Он окинул глазами зимнее убранство леса, строгие елочки в снежных коронках и с царственным горностаем на детских плечиках, небо громаднейшее, как родина, самый этот снег, легкий и лапчатый, еще на синей ночной подбивке, но уже волшебно и ало подкрашенный сверху. Его сердце зашлось, его голос срывался. Никогда в такой вещественной прелести не воспринимал он родной природы, ее вкрадчивых шорохов и запахов, — все ему было дорого в ней, даже эта знобящая, шероховатая тишина. Обрядин глядел себе в ноги; вдруг его лицо потемнело, точно Собольков, тряхнувший седым хохолком, кнутиком хлестнул по самому больному месту.
— Решай, Сергей Тимофеич! А и убьют дружка твоего, товарища Семенова Н. П., - другие хозяева найдутся. Ведь тебе главное — было бы кому жареного медведя в томатах подавать. Ну, вали, потрепись, коли охота… пока земляки кровь льют!
— Чего меня терзаешь… али я слабже тебя, лейтенант? — поднял голову Обрядин, и что-то пугачевское, черное, атаманское ослепительно блеснуло в его взоре, — блеснуло и, не выплеснув, погасло. — Я тебя постарше буду, во мне твоей прыти нет. Куда собрался? Что в уставе сказано? Глава восьмая, двести сорок четвертый номер… действовать в составе танкового взвода, в боевом порядке место сохранять, поступать по заданиям командира. Где все это у тебя? А обождать бы, — глядишь, наши и придвинутся. Ишь воздух-то гудет! — А то не воздух, то сердце шумно билось в нем самом. — Но ты прикажи, я выполню!

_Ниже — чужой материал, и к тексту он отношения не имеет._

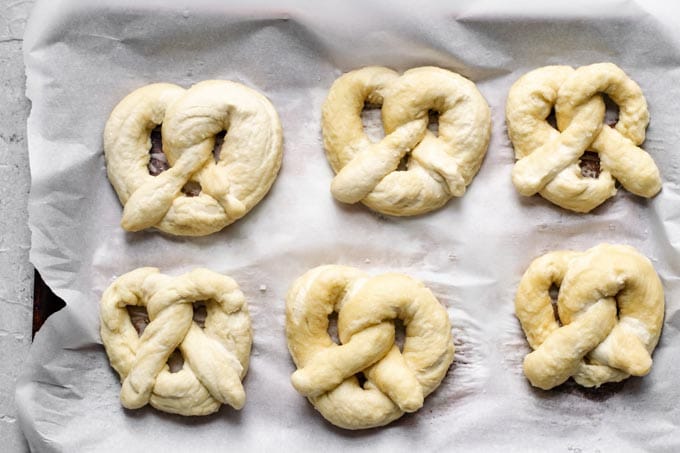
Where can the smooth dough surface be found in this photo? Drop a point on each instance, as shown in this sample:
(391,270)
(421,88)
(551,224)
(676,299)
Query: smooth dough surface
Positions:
(548,158)
(215,357)
(232,185)
(610,307)
(396,381)
(438,167)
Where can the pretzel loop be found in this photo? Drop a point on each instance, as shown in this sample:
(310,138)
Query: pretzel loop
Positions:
(590,341)
(438,167)
(249,159)
(548,158)
(396,381)
(215,358)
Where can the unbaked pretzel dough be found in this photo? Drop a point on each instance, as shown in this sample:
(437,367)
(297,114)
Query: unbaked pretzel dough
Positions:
(215,358)
(248,163)
(548,159)
(591,341)
(438,168)
(396,382)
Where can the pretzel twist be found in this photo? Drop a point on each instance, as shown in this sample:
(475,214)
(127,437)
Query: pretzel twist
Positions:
(438,167)
(396,381)
(548,159)
(610,312)
(215,358)
(249,159)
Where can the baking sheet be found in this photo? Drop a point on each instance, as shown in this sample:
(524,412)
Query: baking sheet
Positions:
(83,57)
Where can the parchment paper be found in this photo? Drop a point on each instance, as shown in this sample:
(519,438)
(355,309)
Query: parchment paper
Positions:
(83,57)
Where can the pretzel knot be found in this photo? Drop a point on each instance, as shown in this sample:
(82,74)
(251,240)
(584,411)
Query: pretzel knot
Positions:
(438,167)
(215,358)
(396,381)
(590,341)
(231,185)
(548,159)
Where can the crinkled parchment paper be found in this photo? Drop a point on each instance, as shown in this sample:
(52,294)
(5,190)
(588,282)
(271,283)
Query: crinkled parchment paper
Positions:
(82,57)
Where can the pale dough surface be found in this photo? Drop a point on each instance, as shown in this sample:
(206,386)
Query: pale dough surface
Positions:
(610,307)
(548,158)
(438,167)
(396,381)
(215,357)
(249,159)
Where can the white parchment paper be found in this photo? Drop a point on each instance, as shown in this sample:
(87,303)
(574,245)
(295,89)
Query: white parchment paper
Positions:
(83,57)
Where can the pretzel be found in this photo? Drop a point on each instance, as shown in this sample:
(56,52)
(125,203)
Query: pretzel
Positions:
(438,167)
(248,161)
(396,382)
(589,341)
(548,159)
(215,358)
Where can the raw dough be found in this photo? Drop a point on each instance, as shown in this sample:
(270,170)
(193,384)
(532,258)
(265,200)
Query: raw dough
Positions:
(590,342)
(396,382)
(438,167)
(215,358)
(548,159)
(249,159)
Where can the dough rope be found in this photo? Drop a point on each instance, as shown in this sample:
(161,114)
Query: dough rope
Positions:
(249,159)
(590,341)
(215,358)
(548,159)
(396,382)
(438,168)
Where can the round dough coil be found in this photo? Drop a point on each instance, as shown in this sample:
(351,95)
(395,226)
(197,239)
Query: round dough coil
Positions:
(610,310)
(396,381)
(248,163)
(438,167)
(548,159)
(215,358)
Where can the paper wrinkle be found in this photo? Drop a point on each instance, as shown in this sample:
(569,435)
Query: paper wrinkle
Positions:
(84,57)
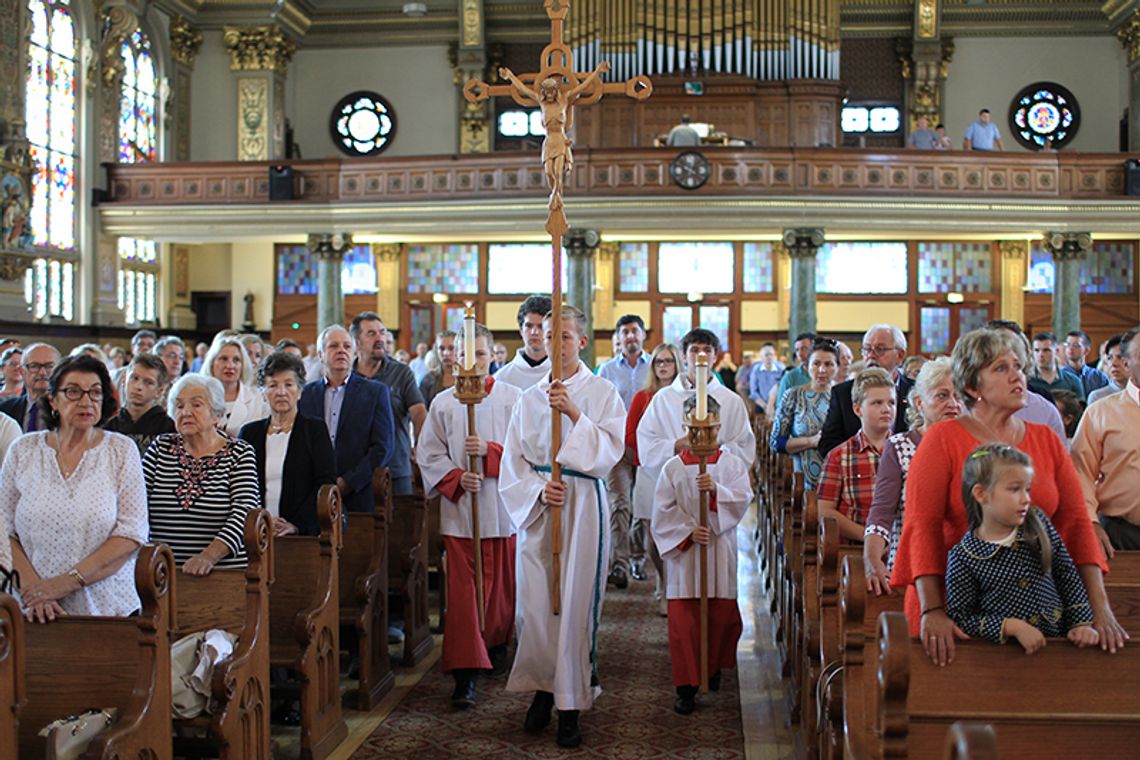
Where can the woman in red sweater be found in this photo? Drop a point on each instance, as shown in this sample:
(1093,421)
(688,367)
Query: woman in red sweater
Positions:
(990,380)
(666,364)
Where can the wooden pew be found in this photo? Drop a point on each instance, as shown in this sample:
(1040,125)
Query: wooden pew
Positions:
(236,601)
(364,593)
(1092,710)
(81,662)
(11,672)
(304,626)
(408,573)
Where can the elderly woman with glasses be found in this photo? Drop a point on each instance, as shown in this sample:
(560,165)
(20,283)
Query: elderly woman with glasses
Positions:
(73,501)
(803,410)
(200,481)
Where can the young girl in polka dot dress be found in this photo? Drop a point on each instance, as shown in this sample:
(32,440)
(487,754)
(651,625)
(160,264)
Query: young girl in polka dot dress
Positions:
(1010,575)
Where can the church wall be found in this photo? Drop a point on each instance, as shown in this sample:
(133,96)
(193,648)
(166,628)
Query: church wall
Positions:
(415,80)
(987,72)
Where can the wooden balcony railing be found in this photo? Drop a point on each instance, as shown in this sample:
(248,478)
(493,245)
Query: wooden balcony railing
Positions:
(640,172)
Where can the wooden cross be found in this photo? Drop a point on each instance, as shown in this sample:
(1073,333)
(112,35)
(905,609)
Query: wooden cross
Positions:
(556,88)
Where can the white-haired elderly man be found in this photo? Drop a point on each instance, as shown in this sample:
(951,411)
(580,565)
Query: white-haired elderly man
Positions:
(884,345)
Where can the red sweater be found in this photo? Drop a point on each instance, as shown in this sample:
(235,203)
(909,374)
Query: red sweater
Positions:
(935,516)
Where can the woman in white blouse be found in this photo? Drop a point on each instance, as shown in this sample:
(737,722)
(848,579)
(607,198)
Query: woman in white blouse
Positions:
(228,361)
(73,501)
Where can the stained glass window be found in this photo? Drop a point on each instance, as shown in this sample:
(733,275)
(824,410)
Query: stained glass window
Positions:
(1042,112)
(633,268)
(444,269)
(138,140)
(758,268)
(861,268)
(695,268)
(1108,268)
(955,267)
(521,268)
(49,112)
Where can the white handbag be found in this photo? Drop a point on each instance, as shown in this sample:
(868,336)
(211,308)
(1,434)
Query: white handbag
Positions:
(67,737)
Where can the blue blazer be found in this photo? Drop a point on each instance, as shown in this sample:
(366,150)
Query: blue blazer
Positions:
(365,434)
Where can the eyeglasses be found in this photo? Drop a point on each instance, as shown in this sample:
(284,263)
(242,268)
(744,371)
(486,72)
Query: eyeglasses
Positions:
(74,393)
(878,350)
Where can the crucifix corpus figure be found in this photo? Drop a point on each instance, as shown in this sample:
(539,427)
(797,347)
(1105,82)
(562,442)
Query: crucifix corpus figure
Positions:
(555,104)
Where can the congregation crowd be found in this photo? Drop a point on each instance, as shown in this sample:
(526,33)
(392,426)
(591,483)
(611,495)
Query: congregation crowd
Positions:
(991,485)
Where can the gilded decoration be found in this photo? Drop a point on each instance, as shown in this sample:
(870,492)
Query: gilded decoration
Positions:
(185,41)
(258,48)
(253,119)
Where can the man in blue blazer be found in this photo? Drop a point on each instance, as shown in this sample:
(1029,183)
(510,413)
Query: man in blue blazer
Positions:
(358,414)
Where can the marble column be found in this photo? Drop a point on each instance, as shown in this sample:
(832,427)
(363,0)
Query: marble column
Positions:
(1067,248)
(803,244)
(260,56)
(580,246)
(330,251)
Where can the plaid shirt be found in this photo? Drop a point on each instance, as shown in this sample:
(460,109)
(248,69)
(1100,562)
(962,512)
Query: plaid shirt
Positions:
(848,476)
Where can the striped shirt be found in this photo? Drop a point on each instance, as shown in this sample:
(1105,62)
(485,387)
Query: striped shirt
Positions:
(194,501)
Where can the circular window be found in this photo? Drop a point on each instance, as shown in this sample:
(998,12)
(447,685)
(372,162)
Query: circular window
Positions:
(363,124)
(1044,112)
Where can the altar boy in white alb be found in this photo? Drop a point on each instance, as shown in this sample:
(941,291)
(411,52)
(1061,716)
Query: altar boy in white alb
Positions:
(556,655)
(660,434)
(678,534)
(442,454)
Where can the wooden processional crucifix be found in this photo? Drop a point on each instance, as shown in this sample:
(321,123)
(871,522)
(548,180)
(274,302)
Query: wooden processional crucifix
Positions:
(556,89)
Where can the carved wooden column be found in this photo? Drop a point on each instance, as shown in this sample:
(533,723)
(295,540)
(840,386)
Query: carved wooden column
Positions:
(1015,255)
(803,244)
(580,245)
(185,41)
(260,56)
(330,251)
(1067,248)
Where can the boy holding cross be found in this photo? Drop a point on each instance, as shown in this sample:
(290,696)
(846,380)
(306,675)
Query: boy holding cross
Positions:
(556,655)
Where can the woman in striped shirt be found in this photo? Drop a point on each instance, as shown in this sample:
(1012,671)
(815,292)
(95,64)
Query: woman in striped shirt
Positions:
(200,481)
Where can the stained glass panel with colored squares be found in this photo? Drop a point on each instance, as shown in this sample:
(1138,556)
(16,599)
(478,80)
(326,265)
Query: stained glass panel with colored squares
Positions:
(758,268)
(633,268)
(955,267)
(49,112)
(452,269)
(521,268)
(137,101)
(695,268)
(861,268)
(934,324)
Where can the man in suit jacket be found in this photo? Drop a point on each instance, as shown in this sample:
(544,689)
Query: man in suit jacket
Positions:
(884,345)
(39,360)
(358,414)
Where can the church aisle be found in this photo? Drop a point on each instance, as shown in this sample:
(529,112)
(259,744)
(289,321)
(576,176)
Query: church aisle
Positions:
(633,719)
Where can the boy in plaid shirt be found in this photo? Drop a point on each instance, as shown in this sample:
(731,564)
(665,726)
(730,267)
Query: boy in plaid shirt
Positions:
(847,481)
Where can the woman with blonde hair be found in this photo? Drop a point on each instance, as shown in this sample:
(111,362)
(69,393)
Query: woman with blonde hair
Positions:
(228,361)
(665,365)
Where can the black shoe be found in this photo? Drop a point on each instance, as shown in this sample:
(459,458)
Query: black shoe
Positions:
(618,578)
(538,716)
(499,663)
(685,702)
(637,570)
(715,681)
(569,735)
(464,694)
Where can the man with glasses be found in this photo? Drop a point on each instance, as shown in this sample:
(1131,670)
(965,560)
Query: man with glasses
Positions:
(884,345)
(39,360)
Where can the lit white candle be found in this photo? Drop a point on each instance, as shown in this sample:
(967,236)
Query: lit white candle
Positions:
(702,386)
(469,338)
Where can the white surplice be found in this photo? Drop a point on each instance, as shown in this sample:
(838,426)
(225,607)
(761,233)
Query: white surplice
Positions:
(556,653)
(519,373)
(439,451)
(661,425)
(676,514)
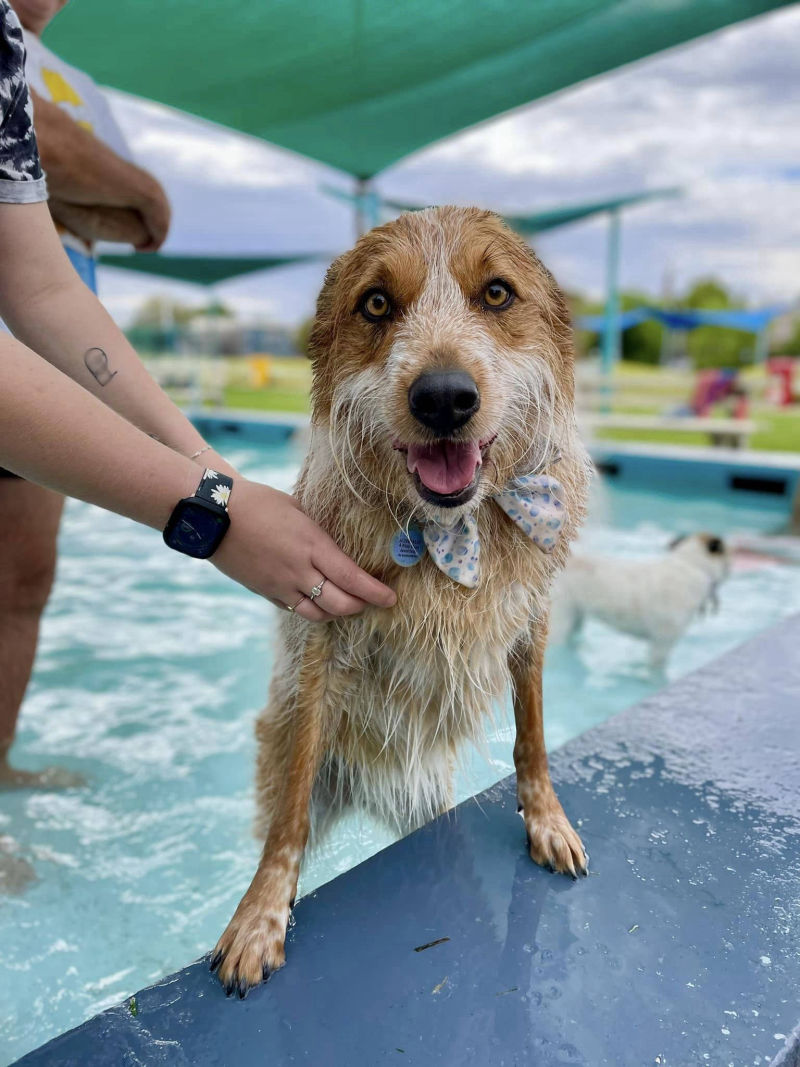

И тогда, злой, машистый и веселый, ударил его по плечу Дыбок.
— Везет тебе, законник… везет тебе, Сергей Тимофеич, — с двух приемов выговорил наконец он. — Везет тебе, друг милый, что есть при тебе Советская власть. Без нее, точно тебе говорю, так и слонялся бы ты по земле на манер Вырви-Дуба… вконец извелся бы, что силушку некуда приложить. Ну, хватит, поговорили, лейтенант. Пора, а то вон пташка смеется… — и верно, какая-то одинокая синичка резво порхнула с ветки, осыпая снег. — Садись, поехали!
Обрядин переключил горючее на левый бак, Собольков приказал закрыть жалюзи мотора, на случай, если кинут бутылку с бензином. Литовченко надел рукавички, чтобы так и не вспомнить о них до самого конца… С опушки они огляделись в последний раз, стараясь угадать место и высмотреть добычу. Ничего там не было впереди, кроме неба с голубыми морозными промоинами да сожженного села под ним. Да еще дикая простоволосая женщина, без возраста и худая до сходства с дымом, встала им на дороге. Все в ее жизни покончилось, она тащилась до первого германского патруля… Высунувшись из люка, Собольков посоветовал было ей сидеть дома и спросил кстати, как называлось когда-то село, лежащее ныне в безжизненных головешках.
— Война, где мои дети… где мои дети, война?! — тягуче и безнадежно простонала та, цепляясь за надкрылок. Ничего там не оставалось, в ее красных обветренных веках, — ни разума, ни страданья, ни самих зрачков: все съело горе и не подавилось.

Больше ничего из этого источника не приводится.